Hepimizi soyunmaya, çırılçıplak kalmaya, hayatımızın ve dışındakilerin gürültüsünü kesmeye davet ediyor. Sancılı bir yüzleşmeye. Vaat ettiği ise sadece çıplaklık ve sessizlik. Evet, hiç de tekin olmayan bir dünya.

Peki nasıl yapıyor bunu? Sınırlarda dolaşan dil, biçim, biçem arayışlarıyla, öykü kişileriyle.

 

”İşten ayrılmıştım, boştaydım, hayatınla ne yapacağını bilemezsin, öyle bir şey.”
(Burası Tekin Değil, 2013, s. 35)

Gündelik yaşamın içinde hiçleştireni değil bunlara maruz kalanı kurcalıyor, onun içinde geziyor ve okucuya onun dünyasını açıyor Sine. Oradaki çıkışsızlığı, ikilemleri, kararsızlığı, hayal kırıklığını, umutsuzluğu, özlemleri, olmamışlığı, aylaklığı, tutunamamışlığı... Bunu yaparken de hiçbir zaman “mağdurun dili”ni kurmuyor, bir mağdur yaratmıyor.

Öykü kişileri, toplum ve devletçe “makbul” olanlar ve olmayanlar.
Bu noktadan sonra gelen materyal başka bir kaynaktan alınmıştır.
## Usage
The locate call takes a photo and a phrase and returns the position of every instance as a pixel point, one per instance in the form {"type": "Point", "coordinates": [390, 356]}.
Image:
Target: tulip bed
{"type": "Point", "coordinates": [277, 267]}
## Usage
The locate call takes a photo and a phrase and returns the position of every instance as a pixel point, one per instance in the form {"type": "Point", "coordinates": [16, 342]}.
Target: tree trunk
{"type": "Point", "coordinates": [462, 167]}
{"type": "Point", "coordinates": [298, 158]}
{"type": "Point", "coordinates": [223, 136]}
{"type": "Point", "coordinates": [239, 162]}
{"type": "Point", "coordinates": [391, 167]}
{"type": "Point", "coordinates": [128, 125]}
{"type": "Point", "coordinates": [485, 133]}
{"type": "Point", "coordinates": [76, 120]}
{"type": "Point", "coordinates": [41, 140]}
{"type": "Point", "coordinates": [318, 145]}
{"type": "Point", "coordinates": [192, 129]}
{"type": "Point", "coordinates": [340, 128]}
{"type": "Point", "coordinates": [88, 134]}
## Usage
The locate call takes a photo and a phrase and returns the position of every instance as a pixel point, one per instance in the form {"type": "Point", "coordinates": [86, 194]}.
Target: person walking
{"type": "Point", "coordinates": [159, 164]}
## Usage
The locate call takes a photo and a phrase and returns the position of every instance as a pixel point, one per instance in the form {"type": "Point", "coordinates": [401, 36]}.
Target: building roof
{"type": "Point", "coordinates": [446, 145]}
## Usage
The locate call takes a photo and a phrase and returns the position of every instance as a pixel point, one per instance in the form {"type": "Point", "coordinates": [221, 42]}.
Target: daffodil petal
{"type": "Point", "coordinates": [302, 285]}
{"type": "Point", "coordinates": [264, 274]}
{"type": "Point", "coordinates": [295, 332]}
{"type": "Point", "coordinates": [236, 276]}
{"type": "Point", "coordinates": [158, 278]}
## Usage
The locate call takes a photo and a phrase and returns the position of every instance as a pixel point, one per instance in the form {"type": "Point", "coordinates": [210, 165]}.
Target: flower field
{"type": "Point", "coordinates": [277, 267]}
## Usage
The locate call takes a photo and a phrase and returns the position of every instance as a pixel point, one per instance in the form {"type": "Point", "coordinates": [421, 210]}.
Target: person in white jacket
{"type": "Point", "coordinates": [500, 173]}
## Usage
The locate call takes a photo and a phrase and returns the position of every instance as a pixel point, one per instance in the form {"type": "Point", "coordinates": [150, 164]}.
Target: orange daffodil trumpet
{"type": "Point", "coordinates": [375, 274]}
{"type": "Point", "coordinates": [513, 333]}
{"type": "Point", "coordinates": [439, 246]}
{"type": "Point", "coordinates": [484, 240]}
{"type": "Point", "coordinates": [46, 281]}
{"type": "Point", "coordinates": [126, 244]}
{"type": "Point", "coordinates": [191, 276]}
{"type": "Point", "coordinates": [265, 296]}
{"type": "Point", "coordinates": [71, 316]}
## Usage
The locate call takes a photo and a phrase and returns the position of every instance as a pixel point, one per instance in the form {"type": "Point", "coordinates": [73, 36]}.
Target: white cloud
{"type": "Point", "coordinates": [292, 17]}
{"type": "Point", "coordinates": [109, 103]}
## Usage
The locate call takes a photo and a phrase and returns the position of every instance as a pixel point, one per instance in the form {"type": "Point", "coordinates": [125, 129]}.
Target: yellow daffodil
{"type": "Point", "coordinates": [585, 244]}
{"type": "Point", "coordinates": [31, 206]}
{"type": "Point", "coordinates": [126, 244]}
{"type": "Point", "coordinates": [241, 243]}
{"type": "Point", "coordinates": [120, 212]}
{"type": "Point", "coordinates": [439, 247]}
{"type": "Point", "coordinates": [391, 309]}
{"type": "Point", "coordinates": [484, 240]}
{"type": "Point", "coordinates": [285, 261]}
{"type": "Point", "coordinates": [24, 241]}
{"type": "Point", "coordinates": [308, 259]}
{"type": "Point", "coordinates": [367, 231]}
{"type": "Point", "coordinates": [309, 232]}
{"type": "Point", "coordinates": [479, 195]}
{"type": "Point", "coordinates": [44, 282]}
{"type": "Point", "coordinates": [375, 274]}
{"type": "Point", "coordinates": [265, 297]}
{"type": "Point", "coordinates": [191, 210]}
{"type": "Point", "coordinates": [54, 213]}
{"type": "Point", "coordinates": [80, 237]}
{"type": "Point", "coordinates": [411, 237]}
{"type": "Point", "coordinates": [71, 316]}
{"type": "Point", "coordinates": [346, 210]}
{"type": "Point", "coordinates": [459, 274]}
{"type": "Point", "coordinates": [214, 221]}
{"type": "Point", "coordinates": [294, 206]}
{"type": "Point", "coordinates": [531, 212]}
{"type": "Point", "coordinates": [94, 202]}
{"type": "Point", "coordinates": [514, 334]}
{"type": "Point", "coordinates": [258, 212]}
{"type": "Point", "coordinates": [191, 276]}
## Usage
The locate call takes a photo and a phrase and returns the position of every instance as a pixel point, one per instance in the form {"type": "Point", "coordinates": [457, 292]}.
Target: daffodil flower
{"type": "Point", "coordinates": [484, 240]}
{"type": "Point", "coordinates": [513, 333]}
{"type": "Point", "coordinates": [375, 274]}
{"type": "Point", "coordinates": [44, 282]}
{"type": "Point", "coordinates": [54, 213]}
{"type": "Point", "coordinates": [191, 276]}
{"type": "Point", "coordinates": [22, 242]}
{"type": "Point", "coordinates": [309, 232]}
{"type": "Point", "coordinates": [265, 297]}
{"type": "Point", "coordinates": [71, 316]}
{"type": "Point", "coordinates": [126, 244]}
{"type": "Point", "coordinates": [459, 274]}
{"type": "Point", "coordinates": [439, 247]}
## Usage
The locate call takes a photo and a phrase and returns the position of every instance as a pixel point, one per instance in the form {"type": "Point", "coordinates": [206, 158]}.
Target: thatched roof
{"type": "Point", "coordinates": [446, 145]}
Ancak onun derdi daha çok arafta kalanlar. Ne yapacağını bilemeyenler.

Bazen Hayat, Sine Ergün, Can YayınlarıBozuk ve karanlık bu dünyada salınan, önünden geçip gidilen, gözardı edilen hatta hiç görülmeyen, önemsenmeyen... hayatı roman olmayacak kişileri öykülerine konu edinen yazar okuyucuyu kendine döndürüp öykünün bittiği, durduğu yerden kendi hakikatiyle onu baş başa bırakıyor. Ama elbette öğretmiyor, mesaj vermiyor, yol göstermiyor, bir son/sonuç çizmiyor.
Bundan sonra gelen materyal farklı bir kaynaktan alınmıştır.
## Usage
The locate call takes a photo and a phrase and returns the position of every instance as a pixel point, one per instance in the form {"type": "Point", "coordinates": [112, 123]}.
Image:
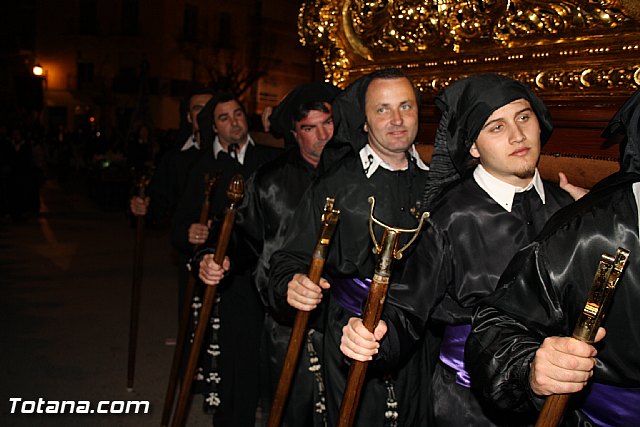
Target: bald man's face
{"type": "Point", "coordinates": [391, 108]}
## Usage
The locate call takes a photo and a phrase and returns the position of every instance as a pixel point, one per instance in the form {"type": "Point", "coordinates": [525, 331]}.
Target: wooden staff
{"type": "Point", "coordinates": [329, 221]}
{"type": "Point", "coordinates": [598, 301]}
{"type": "Point", "coordinates": [387, 251]}
{"type": "Point", "coordinates": [140, 187]}
{"type": "Point", "coordinates": [183, 326]}
{"type": "Point", "coordinates": [235, 193]}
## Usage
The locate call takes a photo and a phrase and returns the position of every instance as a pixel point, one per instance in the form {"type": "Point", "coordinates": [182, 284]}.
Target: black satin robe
{"type": "Point", "coordinates": [272, 194]}
{"type": "Point", "coordinates": [458, 260]}
{"type": "Point", "coordinates": [543, 291]}
{"type": "Point", "coordinates": [350, 255]}
{"type": "Point", "coordinates": [239, 311]}
{"type": "Point", "coordinates": [168, 182]}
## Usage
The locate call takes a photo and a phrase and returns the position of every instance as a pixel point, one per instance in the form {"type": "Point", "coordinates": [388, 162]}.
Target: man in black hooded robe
{"type": "Point", "coordinates": [487, 200]}
{"type": "Point", "coordinates": [304, 118]}
{"type": "Point", "coordinates": [229, 365]}
{"type": "Point", "coordinates": [377, 122]}
{"type": "Point", "coordinates": [520, 349]}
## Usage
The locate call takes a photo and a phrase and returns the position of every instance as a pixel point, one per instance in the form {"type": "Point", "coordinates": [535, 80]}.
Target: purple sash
{"type": "Point", "coordinates": [608, 405]}
{"type": "Point", "coordinates": [452, 351]}
{"type": "Point", "coordinates": [351, 294]}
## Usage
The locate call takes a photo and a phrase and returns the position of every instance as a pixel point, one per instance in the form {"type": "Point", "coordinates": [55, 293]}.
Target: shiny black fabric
{"type": "Point", "coordinates": [272, 194]}
{"type": "Point", "coordinates": [544, 290]}
{"type": "Point", "coordinates": [470, 102]}
{"type": "Point", "coordinates": [627, 122]}
{"type": "Point", "coordinates": [457, 261]}
{"type": "Point", "coordinates": [282, 117]}
{"type": "Point", "coordinates": [350, 255]}
{"type": "Point", "coordinates": [168, 182]}
{"type": "Point", "coordinates": [240, 311]}
{"type": "Point", "coordinates": [466, 105]}
{"type": "Point", "coordinates": [188, 210]}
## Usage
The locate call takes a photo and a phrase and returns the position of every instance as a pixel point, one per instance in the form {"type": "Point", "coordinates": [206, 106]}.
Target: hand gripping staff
{"type": "Point", "coordinates": [209, 184]}
{"type": "Point", "coordinates": [235, 193]}
{"type": "Point", "coordinates": [329, 221]}
{"type": "Point", "coordinates": [598, 301]}
{"type": "Point", "coordinates": [387, 251]}
{"type": "Point", "coordinates": [140, 186]}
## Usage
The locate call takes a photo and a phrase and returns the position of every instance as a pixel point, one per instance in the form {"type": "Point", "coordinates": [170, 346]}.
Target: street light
{"type": "Point", "coordinates": [38, 70]}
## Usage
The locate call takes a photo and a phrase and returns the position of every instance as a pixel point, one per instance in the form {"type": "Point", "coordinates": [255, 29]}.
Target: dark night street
{"type": "Point", "coordinates": [65, 278]}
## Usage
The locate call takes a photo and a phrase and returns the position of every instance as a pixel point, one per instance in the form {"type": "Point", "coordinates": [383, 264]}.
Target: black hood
{"type": "Point", "coordinates": [626, 122]}
{"type": "Point", "coordinates": [466, 105]}
{"type": "Point", "coordinates": [282, 118]}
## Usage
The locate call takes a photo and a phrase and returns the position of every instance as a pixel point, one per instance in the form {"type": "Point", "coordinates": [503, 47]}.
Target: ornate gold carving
{"type": "Point", "coordinates": [583, 47]}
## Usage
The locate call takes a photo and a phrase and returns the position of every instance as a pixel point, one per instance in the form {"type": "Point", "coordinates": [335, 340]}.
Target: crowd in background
{"type": "Point", "coordinates": [102, 158]}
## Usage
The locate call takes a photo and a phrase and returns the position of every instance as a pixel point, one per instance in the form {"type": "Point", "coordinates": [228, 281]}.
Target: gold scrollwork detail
{"type": "Point", "coordinates": [420, 25]}
{"type": "Point", "coordinates": [318, 26]}
{"type": "Point", "coordinates": [587, 79]}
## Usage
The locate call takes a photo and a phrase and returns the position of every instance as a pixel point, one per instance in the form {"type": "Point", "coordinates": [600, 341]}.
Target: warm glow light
{"type": "Point", "coordinates": [38, 70]}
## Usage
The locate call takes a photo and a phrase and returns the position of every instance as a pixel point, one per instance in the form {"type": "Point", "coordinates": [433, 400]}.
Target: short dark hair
{"type": "Point", "coordinates": [200, 91]}
{"type": "Point", "coordinates": [303, 110]}
{"type": "Point", "coordinates": [226, 97]}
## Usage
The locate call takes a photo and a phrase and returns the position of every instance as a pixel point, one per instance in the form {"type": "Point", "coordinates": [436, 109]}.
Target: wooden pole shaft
{"type": "Point", "coordinates": [293, 353]}
{"type": "Point", "coordinates": [358, 370]}
{"type": "Point", "coordinates": [135, 300]}
{"type": "Point", "coordinates": [235, 194]}
{"type": "Point", "coordinates": [183, 328]}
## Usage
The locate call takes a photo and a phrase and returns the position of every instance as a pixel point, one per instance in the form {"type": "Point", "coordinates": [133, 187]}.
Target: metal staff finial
{"type": "Point", "coordinates": [378, 247]}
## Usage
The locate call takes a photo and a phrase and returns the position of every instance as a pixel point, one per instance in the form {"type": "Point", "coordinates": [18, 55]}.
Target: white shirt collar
{"type": "Point", "coordinates": [501, 192]}
{"type": "Point", "coordinates": [371, 160]}
{"type": "Point", "coordinates": [217, 147]}
{"type": "Point", "coordinates": [191, 142]}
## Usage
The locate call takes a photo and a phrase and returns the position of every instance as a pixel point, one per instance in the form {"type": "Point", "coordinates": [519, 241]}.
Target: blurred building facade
{"type": "Point", "coordinates": [108, 63]}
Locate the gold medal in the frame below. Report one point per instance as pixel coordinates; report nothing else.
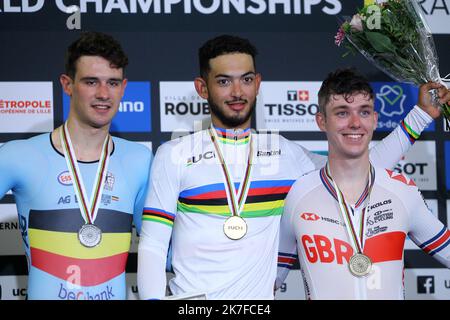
(360, 265)
(235, 228)
(90, 235)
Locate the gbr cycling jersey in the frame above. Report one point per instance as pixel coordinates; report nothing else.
(313, 226)
(49, 217)
(187, 205)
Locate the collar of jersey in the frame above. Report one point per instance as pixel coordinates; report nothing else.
(329, 186)
(233, 136)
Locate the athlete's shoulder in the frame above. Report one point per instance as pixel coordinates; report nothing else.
(306, 183)
(395, 182)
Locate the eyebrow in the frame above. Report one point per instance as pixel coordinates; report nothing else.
(229, 76)
(97, 78)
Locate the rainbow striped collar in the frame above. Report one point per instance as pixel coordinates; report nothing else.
(233, 136)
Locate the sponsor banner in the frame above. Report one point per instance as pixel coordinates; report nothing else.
(181, 108)
(393, 101)
(427, 284)
(10, 235)
(433, 206)
(319, 146)
(134, 113)
(13, 287)
(170, 15)
(26, 107)
(420, 165)
(437, 15)
(447, 164)
(287, 106)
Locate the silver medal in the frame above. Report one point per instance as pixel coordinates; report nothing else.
(235, 228)
(89, 235)
(360, 265)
Toplum, devlet, aile, eğitim, inanç sistemleri... tüm bunların bu insanların ruhsal ve gündelik hayatına nasıl çizikler attığını, hangi yaraları açtığını dert ediniyor. Ancak ne bunlardan şikâyet ediyor ne bunlara teslim oluyor ne de çözüm için büyük cümleler kuruyor. Gösteriyor, gidiyor ya da kaçıyor. Nedenleri, sonuçları, süreçleri, öncesi, sonrası... hemen hepsini okurun sırtına yükleyip bırakıyor. Dönüp kendisine bakması gerektiğini belki sadece fısıldıyor ona.

Sine’nin ilk kitaptan üçüncüsüne meselesi, anlattığı/gösterdiği hep aynıymış gibi gözükmekle beraber reddedişin, tutunma/tutunamama, bilme/bilememenin, ait olma/olamama sancıları, ağrıları, yıkıcılığı gündelik yaşamda şiddetini arttırdıkça ana kişilerin gitmek/kalmak, durmak/eylemek, konuşmak/susmak... arasındaki tercihleri değişiyor, muğlaklaşıyor. Mutlak olan/addedilen her ne varsa onun reddedilmesi öykü kişilerinin, özellikle ana kişilerin ve yazarın edebiyatın, dilin, biçimin, biçemin sınırlarında dolaşma hâli gittikçe güçleniyor. Kişileri de kendisi de sınırlarda gezen bir yazar olarak, kalemiyle sınır boyunca gidip geliyor, sınırları kaldırıyor, yeniden çiziyor, genişletiyor...  Mutlak bir tercihi yok. Önerdiği ise belki bu gezinme, zaman zaman aylaklık, belki de hiçbiri.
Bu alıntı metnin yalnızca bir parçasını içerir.